The companies announced that they have signed binding agreements to create the new joint venture, which was first proposed in February.
The planned venture still requires regulatory approval, but it looks increasingly likely that the new firm will emerge as a major player in the fast-expanding biofuel market, boasting estimated annual sales of $21bn.
Rubens Ometto Silveira Mello, chairman of the board at Cosan and non-executive chairman-elect of the proposed joint venture, admitted there was plenty of integration planning to do before the two companies can launch the joint venture. But he insisted that the new firm had the potential to emerge as "one of the world’s most competitive sustainable biofuels companies".
His comments were echoed by Mark Williams, Shell downstream director, who hailed the deal as evidence of the oil giant's commitment to developing viable alternatives to fossil fuels.
"Over the next 20 years, sustainable biofuels are one of the most realistic commercial solutions to reduce CO2 emissions from transport," he said.
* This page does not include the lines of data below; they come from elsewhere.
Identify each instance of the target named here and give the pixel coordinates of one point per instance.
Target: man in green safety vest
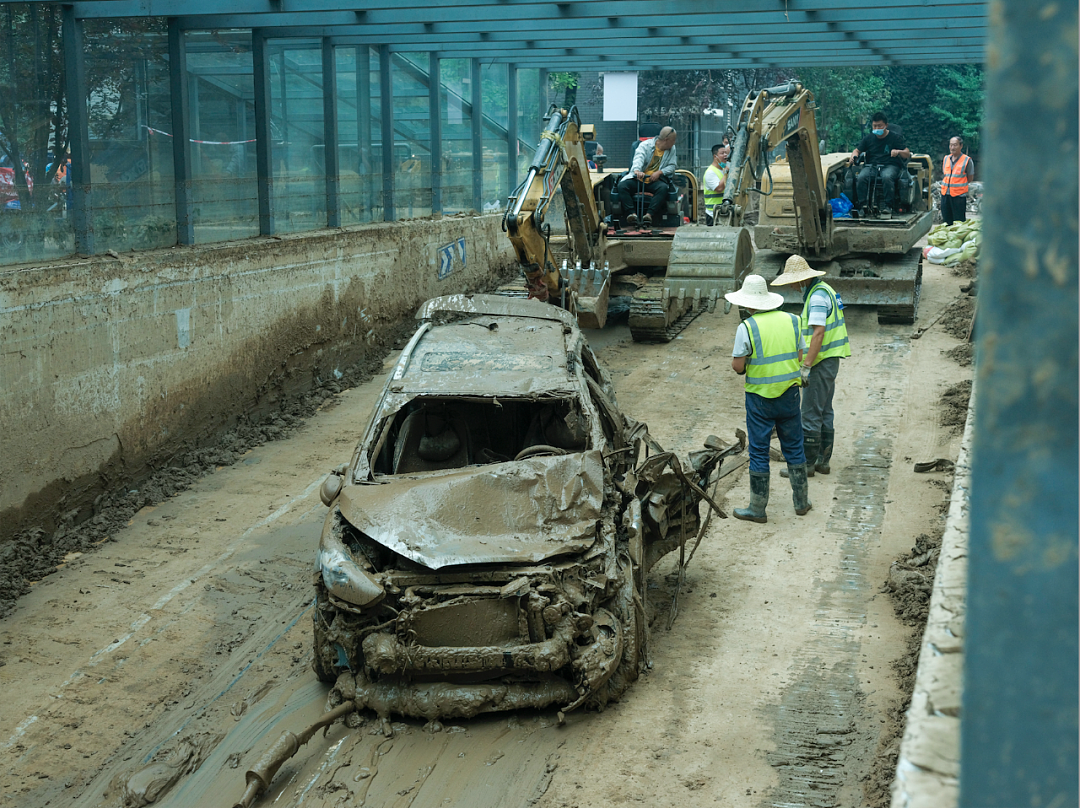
(826, 332)
(713, 182)
(768, 350)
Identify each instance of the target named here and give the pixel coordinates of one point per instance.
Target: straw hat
(755, 295)
(796, 269)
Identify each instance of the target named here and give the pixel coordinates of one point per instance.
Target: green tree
(846, 98)
(959, 99)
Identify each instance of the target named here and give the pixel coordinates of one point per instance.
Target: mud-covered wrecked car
(487, 544)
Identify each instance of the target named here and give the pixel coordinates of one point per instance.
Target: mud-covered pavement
(161, 664)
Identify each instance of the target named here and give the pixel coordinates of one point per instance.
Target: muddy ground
(166, 655)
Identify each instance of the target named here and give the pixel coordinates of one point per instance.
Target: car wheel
(324, 651)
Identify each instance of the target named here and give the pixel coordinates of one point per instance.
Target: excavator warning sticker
(451, 257)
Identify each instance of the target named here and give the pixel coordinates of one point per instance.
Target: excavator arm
(768, 118)
(559, 161)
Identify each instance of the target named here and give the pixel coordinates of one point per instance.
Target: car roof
(494, 305)
(488, 354)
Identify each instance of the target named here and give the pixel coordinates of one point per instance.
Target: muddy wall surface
(112, 364)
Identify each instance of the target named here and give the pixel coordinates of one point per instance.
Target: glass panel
(456, 110)
(412, 135)
(495, 98)
(359, 166)
(296, 133)
(221, 121)
(131, 147)
(34, 215)
(528, 120)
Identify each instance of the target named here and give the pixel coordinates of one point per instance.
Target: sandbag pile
(952, 244)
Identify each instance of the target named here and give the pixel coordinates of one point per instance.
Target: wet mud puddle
(815, 721)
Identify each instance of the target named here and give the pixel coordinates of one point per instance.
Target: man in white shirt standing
(653, 165)
(714, 182)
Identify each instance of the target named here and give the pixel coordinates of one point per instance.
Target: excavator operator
(886, 151)
(653, 165)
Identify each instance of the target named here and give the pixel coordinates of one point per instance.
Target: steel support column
(387, 119)
(476, 119)
(512, 126)
(1018, 730)
(331, 135)
(435, 116)
(181, 134)
(264, 146)
(364, 124)
(75, 89)
(543, 96)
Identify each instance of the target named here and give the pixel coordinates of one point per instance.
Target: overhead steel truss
(628, 35)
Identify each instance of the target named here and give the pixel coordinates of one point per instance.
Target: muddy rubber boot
(811, 447)
(800, 494)
(826, 450)
(758, 498)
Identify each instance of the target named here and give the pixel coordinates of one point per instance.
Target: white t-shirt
(821, 307)
(743, 345)
(712, 180)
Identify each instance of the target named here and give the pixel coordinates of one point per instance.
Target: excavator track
(705, 263)
(650, 314)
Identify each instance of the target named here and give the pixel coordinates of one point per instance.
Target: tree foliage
(846, 98)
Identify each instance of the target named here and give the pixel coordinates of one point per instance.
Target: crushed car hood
(513, 512)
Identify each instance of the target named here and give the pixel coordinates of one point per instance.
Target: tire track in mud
(819, 715)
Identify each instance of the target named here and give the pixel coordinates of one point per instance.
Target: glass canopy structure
(148, 123)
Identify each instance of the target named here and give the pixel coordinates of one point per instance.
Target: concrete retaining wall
(928, 770)
(109, 363)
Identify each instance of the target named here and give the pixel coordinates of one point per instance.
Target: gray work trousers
(818, 395)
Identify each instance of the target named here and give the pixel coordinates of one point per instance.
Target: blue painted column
(331, 135)
(477, 134)
(387, 119)
(75, 91)
(435, 116)
(512, 126)
(264, 146)
(181, 142)
(1018, 731)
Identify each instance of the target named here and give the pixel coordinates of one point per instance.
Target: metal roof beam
(536, 11)
(417, 23)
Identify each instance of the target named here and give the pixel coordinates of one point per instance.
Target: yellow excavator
(688, 268)
(869, 258)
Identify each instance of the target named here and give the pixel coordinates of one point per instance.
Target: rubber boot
(826, 450)
(758, 498)
(811, 446)
(800, 494)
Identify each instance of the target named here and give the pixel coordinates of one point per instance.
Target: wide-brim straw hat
(755, 295)
(796, 269)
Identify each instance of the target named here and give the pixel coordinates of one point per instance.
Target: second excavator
(687, 268)
(869, 259)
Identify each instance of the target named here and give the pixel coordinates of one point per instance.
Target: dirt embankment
(35, 554)
(954, 405)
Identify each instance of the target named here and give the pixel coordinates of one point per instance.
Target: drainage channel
(815, 719)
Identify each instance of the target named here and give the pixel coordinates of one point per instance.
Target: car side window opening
(433, 433)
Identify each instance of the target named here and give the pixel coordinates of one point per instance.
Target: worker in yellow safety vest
(826, 332)
(714, 180)
(958, 170)
(768, 350)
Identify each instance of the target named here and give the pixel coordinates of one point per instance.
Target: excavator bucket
(705, 264)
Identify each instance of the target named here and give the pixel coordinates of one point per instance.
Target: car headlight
(346, 579)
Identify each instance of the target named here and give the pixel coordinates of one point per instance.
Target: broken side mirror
(333, 484)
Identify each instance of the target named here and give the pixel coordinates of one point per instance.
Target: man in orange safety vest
(958, 171)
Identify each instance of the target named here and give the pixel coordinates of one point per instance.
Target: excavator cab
(680, 207)
(908, 196)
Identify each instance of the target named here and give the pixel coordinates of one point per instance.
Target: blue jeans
(761, 416)
(818, 395)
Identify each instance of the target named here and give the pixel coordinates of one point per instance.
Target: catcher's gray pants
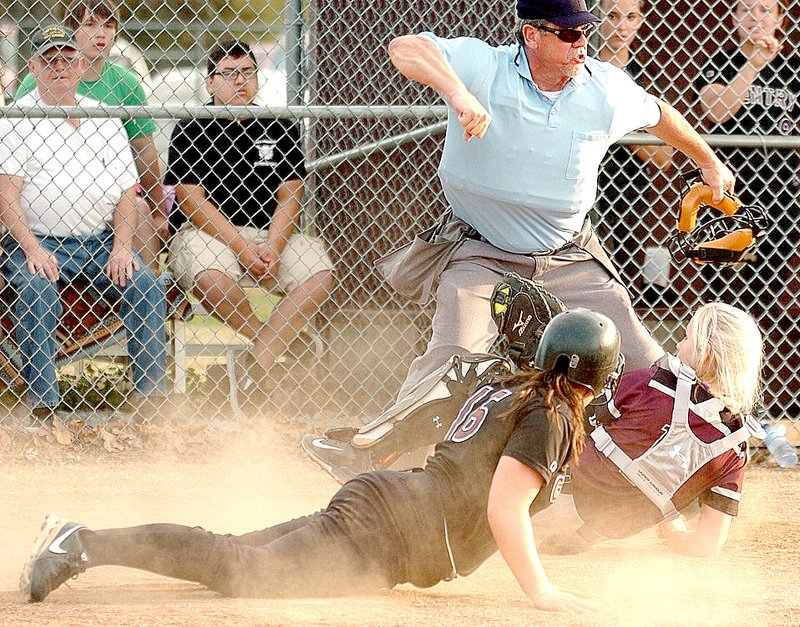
(463, 324)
Under the terms of the deal the two companies will pool their ethanol production operations and develop a combined distribution and retail network in Brazil, the largest global market for ethanol.
Both companies have also agreed not to compete with the new entity and Shell has said it will fold its equity stakes in US advanced biofuel developers Iogen Energy and Codexis into the new venture – a move the oil giant said would " enable the joint venture to deploy next-generation biofuels technologies in the future".